The greater grison is a slender animal with short legs, a long neck, and a short, bushy tail. It is similar in appearance to the closely related lesser grison, from which it can be most readily distinguished by its greater size, with a head-body length ranging from 45 to 60 cm. Adults weigh between 1.5 and 3.8 kg in the wild, but may become larger when reared in captivity.

The back, flanks, top of the head, and tail are grizzled grey in color, while the rest of the body is much darker, and usually solid black. A narrow, whitish stripe separates the darker and lighter fur on the head and shoulder, but not further back, where the two colors may, in some individuals, blur into one another. The tail is 14 to 20 cm long and covered with bushy hair similar in color to that on the animal's back. The head is flattened and broad, with short, rounded ears, and dark brown to black eyes. The legs are muscular, with five webbed toes, each ending in a sharp, curved claw.

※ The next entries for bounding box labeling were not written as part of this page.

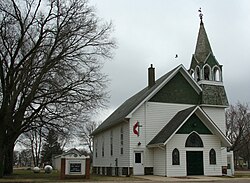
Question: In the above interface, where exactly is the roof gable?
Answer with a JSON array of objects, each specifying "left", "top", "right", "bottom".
[
  {"left": 150, "top": 72, "right": 200, "bottom": 105},
  {"left": 176, "top": 113, "right": 212, "bottom": 134},
  {"left": 92, "top": 65, "right": 202, "bottom": 135},
  {"left": 147, "top": 106, "right": 231, "bottom": 147}
]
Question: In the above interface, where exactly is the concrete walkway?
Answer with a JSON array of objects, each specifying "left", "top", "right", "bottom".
[
  {"left": 136, "top": 175, "right": 250, "bottom": 182},
  {"left": 136, "top": 175, "right": 227, "bottom": 182}
]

==Distribution and habitat==
Greater grisons are native to North and South America, ranging from southern Mexico in the north, to central Brazil, Peru, and Bolivia in the south. They inhabit a wide range of forest and cerrado habitats, and are usually seen near rivers and streams. They are typically found at elevations below 500 m, but they may be found as high as 2000 m in some parts of the Bolivian Andes. In some regions, they may also be found in cultivated areas, such as plantations and rice paddies. Four living and one fossil subspecies are recognised:

- G. v. vittata – northern South America
- G. v. andina – Peru and Bolivia
- G. v. brasiliensis – Brazil
- G. v. canaster – Central America and southern Mexico
- † G. v. fossilis – Pleistocene Brazil

==Behaviour==
Greater grisons are primarily terrestrial, although they can climb trees and swim well. They are mostly diurnal, and only occasionally active at night. They live alone or in pairs, with home ranges of at least 4.2 km2, and a very low population density, such that they are rarely encountered in the wild. They spend the night sleeping in cavities in hollow logs, beneath tree roots, or in the abandoned burrows of other animals.

Little is known of their diet, although it consists largely of small vertebrates, such as fish, amphibians, birds, and other mammals. While hunting, they move in a zigzag pattern, making short bounds and occasionally stopping to look around with their heads raised and sniffing the air. When moving more cautiously, they press their bodies close to the ground in a movement that has been described as snake-like. They have been reported to respond to threats with a series of grunts that rise in intensity and frequency until they become rapid barks and finally a single loud scream with their teeth bared.

==Biology==
Like many other mustelids, greater grisons possess anal scent glands that secrete a yellowish or greenish musk. Although not especially noxious in comparison with those of other species, this can be sprayed at attackers or used to mark the grison's territory.

Litters of up to four young are born from March to September, after a gestation period of 39 days. Newborn young weigh less than 50 g, and are initially blind, although with a short coat of hair already bearing the adult pattern. Their eyes open after two weeks, and they begin to eat solid food at three weeks, reaching the adult size in just four months. They have lived for at least 10 years in captivity.